[Math] Central Limit Theorem for uncorrelated (non-independent) but bounded random variables

central limit theoremnormal distributionprobabilityprobability distributionsprobability theory

Given uncorrelated, discrete random variables $X_i$ that are bounded, e.g., they can only take on values $|X_i| \leq 4$, then is there a form of the central limit theorem that one can apply to the sum, $\sum_{i=1}^N X_i$? In other words, is there a form of central limit theorem that applies to identical, non-independent (but uncorrelated) random variables that are bounded?

The best I've been able to find is the case of $M$-dependence for stationary RVs, where RVs more than $M$ apart (in time) can be assumed independent and thus CLT applies. I would greatly appreciate any suggestions or pointers!

Background:

Here is the background problem I am applying this to:

Given the arrays $C=[C_1,C_2,…,C_N]$ and $S=[S_1,S_2,…,S_N]$ of lengths $N$ with elements that are discrete iid uniform distributed with equal probability (p=1/2) of being $\pm$1.
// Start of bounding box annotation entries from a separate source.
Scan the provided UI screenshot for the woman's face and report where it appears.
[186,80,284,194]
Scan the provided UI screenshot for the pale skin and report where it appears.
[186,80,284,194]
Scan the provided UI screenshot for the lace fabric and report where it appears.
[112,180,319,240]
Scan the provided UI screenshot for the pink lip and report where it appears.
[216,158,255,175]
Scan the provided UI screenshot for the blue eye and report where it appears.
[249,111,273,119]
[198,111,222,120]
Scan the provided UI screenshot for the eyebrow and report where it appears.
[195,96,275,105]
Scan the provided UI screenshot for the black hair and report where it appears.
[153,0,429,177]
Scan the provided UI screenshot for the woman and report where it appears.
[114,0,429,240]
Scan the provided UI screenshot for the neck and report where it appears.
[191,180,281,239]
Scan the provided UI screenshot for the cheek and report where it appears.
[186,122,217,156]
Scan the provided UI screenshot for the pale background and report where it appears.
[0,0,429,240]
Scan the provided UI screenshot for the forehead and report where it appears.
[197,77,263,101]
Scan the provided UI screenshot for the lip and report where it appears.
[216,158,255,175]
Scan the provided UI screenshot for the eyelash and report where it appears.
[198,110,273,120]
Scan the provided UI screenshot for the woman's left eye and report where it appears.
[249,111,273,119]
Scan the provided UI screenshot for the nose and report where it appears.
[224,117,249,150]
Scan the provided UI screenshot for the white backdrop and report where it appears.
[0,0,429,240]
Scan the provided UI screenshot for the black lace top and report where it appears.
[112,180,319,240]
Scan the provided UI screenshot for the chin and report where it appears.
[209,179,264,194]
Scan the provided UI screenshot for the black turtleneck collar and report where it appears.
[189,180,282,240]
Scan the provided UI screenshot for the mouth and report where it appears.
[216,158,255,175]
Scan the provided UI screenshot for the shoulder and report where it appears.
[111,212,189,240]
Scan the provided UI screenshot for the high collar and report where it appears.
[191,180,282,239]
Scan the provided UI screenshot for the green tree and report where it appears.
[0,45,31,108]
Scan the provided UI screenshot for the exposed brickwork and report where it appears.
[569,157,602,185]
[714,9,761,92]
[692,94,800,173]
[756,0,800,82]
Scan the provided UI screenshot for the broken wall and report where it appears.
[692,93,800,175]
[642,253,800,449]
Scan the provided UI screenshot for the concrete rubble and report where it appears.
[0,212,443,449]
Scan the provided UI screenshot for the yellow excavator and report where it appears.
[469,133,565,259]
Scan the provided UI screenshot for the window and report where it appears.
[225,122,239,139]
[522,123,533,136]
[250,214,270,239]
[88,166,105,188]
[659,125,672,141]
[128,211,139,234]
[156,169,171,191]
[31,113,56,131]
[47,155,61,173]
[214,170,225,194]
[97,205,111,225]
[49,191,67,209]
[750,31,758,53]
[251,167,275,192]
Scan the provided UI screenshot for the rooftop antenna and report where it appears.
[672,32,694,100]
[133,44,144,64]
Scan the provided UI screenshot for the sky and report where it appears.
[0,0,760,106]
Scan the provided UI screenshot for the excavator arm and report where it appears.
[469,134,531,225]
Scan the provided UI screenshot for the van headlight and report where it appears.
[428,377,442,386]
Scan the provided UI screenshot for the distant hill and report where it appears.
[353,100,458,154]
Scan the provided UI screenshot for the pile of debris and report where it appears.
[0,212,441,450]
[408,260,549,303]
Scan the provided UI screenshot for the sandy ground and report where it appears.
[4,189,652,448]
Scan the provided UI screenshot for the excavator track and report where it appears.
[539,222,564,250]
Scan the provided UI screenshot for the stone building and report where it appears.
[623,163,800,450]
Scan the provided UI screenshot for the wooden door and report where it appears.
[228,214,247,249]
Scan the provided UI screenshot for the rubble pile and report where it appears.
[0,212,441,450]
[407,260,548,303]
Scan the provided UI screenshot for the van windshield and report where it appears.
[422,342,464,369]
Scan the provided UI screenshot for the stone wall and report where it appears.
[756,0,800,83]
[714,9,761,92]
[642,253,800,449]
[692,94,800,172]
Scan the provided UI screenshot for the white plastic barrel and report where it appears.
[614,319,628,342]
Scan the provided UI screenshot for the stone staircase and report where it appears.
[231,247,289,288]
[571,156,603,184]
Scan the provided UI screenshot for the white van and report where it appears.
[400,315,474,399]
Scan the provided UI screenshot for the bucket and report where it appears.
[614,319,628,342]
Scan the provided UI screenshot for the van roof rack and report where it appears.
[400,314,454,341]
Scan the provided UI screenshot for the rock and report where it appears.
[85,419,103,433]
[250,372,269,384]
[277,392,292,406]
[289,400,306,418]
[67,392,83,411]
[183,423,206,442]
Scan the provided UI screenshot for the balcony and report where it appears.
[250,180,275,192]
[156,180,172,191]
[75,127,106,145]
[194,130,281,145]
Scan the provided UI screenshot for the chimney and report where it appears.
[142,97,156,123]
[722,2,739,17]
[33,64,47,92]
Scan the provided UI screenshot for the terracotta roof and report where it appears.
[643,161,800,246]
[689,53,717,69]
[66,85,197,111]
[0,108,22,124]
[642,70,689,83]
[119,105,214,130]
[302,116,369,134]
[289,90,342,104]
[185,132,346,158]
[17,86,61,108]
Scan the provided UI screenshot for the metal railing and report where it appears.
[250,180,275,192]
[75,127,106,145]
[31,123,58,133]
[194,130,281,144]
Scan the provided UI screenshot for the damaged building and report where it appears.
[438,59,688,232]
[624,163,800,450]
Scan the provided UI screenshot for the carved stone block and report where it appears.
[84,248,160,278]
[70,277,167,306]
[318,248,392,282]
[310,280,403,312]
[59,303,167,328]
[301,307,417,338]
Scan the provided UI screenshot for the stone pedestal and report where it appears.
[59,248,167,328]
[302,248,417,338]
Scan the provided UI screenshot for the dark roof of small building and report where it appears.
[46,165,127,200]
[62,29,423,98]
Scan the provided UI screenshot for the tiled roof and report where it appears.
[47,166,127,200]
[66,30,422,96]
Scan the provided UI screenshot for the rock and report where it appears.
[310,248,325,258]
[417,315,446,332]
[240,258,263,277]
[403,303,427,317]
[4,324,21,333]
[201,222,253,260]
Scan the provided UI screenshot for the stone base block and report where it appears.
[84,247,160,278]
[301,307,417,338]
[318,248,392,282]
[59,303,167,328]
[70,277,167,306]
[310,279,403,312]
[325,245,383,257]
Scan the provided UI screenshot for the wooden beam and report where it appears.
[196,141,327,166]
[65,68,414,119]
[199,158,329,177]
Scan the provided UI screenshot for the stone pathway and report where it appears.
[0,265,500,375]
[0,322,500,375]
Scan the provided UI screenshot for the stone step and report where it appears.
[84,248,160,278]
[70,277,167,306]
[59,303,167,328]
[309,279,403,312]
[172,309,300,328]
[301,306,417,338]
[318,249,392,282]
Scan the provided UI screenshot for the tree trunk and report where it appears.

Consider the sum below, for a constant $k \in [1,N]$:

\begin{equation*}
A=\underset{m\neq l, n\neq l}{\underset{-l+m+n=k}{\sum_{l=1}^N \sum_{m=1}^N \sum_{n=1}^N}} C_lC_mC_n+S_lS_mC_n-C_lS_mS_n+S_lC_mS_n
\end{equation*}

Each combination of $l, m, n$ results in a sum of four pairwise independent Bernoulli RVs, I denote this sum of four RVs as $X_i$ where $X_i=C_lC_mC_n+S_lS_mC_n-C_lS_mS_n+S_lC_mS_n$. The $X_i$ are thus identical, uncorrelated and bounded, $|X_i| \leq 4$.

The other option I am considering is breaking $A$ into two parts but I am still working on it:

\begin{equation*}
A=Y+Z=\underset{m\neq l, n\neq l}{\underset{-l+m+n=k}{\sum_{l=1}^N \sum_{m=1}^N \sum_{n=1}^N}} C_lC_mC_n+ \underset{m\neq l, n\neq l}{\underset{-l+m+n=k}{\sum_{l=1}^N \sum_{m=1}^N \sum_{n=1}^N}} (S_lS_mC_n-C_lS_mS_n+S_lC_mS_n)
\end{equation*}

Simulation results show good match to a Normal distribution for $A$.

Best Answer

Central limit theorems under weak dependence conditions are a venerable subject with a long history. For a recent survey with probably more information than you care to know about, see Bradley, Richard (2005), Basic Properties of Strong Mixing Conditions. A Survey and Some Open Questions, Probability Surveys 2: 107–144. For a much lighter introduction and some references, start with the obvious.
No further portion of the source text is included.